Temat z napisów początkowych, choć powróci jeszcze na dalszym etapie score, choćby w wersji śpiewanej a capella przez dziewczęcy wokal, to nie posiada w kompozycji dominującego charakteru. Wraz z rozwojem filmu/soundtracku dochodzić do głosu zacznie druga z najważniejszych myśli tematycznych, zresztą melodyjnie nie tak bardzo odległa od pierwszej. Zwieńczy ona album najpierw w aranżacji pełnoorkiestrowej, a następnie w formie śpiewanej przez dzieci pieśni. Charakter tego tematu jest zdecydowanie inny, niż utworu otwierającego film czy płytę. Miejsce tajemnicy i mroku zajmują tęsknota oraz nadzieja, co oczywiście wynika z rozwoju fabuły i zakończenia obrazu Yima. Keuliseumaseu seonmul aideul-ui seonmul może kojarzyć się z liryczno-dramatycznymi utworami Ennio Morricone, a na pewno zawiera w sobie podobną ilość emocji, jakie w muzyce potrafił zakląć Włoch.

Choć koreański Jaś i Małgosia klasyfikowany jest po części jako horror, to jednak twórcy filmu rzadko próbują wystraszyć widza. Raczej koncentrują się na budowaniu mrocznej atmosfery wyłaniającej się z pozorów słodkiej dziecięcej idylli (aż do przesady radosny wystrój wnętrz, mnóstwo zabawek, słodyczy). Tą samą drogą podążył także Lee Byung-woo. Poza dwoma opisanymi już tematami jego kompozycja składa się w znaczącej mierze, z raczej spokojnych, choć odpowiednio ponurych smyczkowych pasaży. W kilku fragmentach kompozytor wprowadza więcej ciepła i szczęśliwości, albo poprzez partie solowe na gitarze akustycznej (na której prawdopodobnie gra zresztą osobiście), albo też poprzez przypisane do dziecięcych bohaterów kompozycje na instrumenty dęte drewniane bądź ksylofony. Kompozytor obywa się bez sekcji dętej (jedynym wyjątkiem jest utwór nr 11, odbiegający stylistycznie od reszty, gdyż przypisany do dziwacznej kreskówki oglądanej do znudzenia przez dziecięcych bohaterów) i zarówno momenty, które mają w gwałtowny sposób podnieść u widza/słuchacza poziom adrenaliny, jak i nieliczna muzyka akcji korzysta jedynie z dobrodziejstw smyczków. Lee robi to bardzo umiejętnie i pomysłowo, a do najbardziej charakterystycznych i wyróżniających się konceptów zaliczyć trzeba przede wszystkim powtarzające się kilkukrotnie skrzypcowe partie mające chyba w zamierzeniu naśladować złośliwy chichot (choćby w Aideul-ui bimil hana).
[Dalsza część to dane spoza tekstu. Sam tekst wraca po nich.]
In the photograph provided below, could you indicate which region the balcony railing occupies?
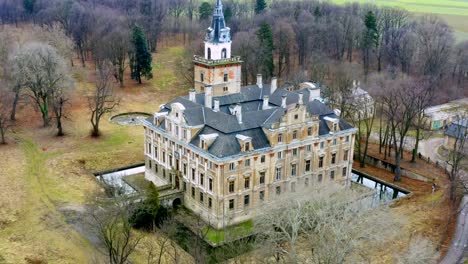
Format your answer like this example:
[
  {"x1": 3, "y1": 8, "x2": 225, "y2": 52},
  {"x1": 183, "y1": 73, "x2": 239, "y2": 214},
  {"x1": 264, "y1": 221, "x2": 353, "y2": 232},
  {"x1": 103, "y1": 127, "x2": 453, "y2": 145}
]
[{"x1": 193, "y1": 55, "x2": 242, "y2": 66}]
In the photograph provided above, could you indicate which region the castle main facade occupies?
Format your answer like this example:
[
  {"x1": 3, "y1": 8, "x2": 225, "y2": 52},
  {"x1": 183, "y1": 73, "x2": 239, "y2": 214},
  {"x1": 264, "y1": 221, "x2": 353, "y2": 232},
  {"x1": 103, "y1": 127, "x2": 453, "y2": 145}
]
[{"x1": 143, "y1": 0, "x2": 356, "y2": 228}]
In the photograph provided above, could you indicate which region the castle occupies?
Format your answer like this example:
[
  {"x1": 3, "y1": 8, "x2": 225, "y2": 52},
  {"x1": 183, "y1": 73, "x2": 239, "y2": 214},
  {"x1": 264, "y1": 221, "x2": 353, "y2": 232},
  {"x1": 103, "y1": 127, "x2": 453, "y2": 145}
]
[{"x1": 143, "y1": 0, "x2": 356, "y2": 228}]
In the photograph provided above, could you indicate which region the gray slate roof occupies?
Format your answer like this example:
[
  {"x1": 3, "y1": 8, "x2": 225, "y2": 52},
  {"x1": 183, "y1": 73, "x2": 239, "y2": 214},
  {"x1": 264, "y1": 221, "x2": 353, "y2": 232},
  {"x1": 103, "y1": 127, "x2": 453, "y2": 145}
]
[
  {"x1": 155, "y1": 84, "x2": 353, "y2": 157},
  {"x1": 444, "y1": 118, "x2": 468, "y2": 139}
]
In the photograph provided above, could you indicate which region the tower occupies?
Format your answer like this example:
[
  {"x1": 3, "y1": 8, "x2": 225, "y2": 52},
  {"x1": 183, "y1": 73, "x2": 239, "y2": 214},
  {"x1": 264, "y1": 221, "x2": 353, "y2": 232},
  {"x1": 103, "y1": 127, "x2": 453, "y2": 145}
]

Jak to często bywa, to co bardzo umiejętnie sprawuje się w połączeniu z obrazem, traci wyraźnie po oderwaniu od tej symbiozy. W przypadku Hansel & Gretel niestety zbyt dużą winę ponosi za to wydanie, nie dość, że oferujące bardzo przeciętną jakość dźwięku, to jeszcze rozbijające godzinny materiał na ponad trzydzieści, często nadto krótkich kawałków, dodatkowo oferując pięć króciuteńkich fragmentów ścieżki audio wprost z filmu, nadających się jedynie do natychmiastowego wyrzucenia z tracklisty. Nie zachęca do sięgnięcia po kompozycję Lee także fakt, że owo wydanie, jakie by nie było, jest przede wszystkim bardzo trudno dostępne. Dzięki sukcesowi filmu, The Host tego samego kompozytora był wydany nie tylko w Korei, ale także w Europie i Stanach Zjednoczonych. Hansel & Gretel tego szczęścia nie miało i edycja Musikdorf pozostaje jedyną, obecnie trudną do nabycia nawet w Azji. W niczym nie umniejsza to jednak wartości samej muzyki, wartości którą najlepiej docenić w połączeniu z obrazem, do czego jak najbardziej zachęcam.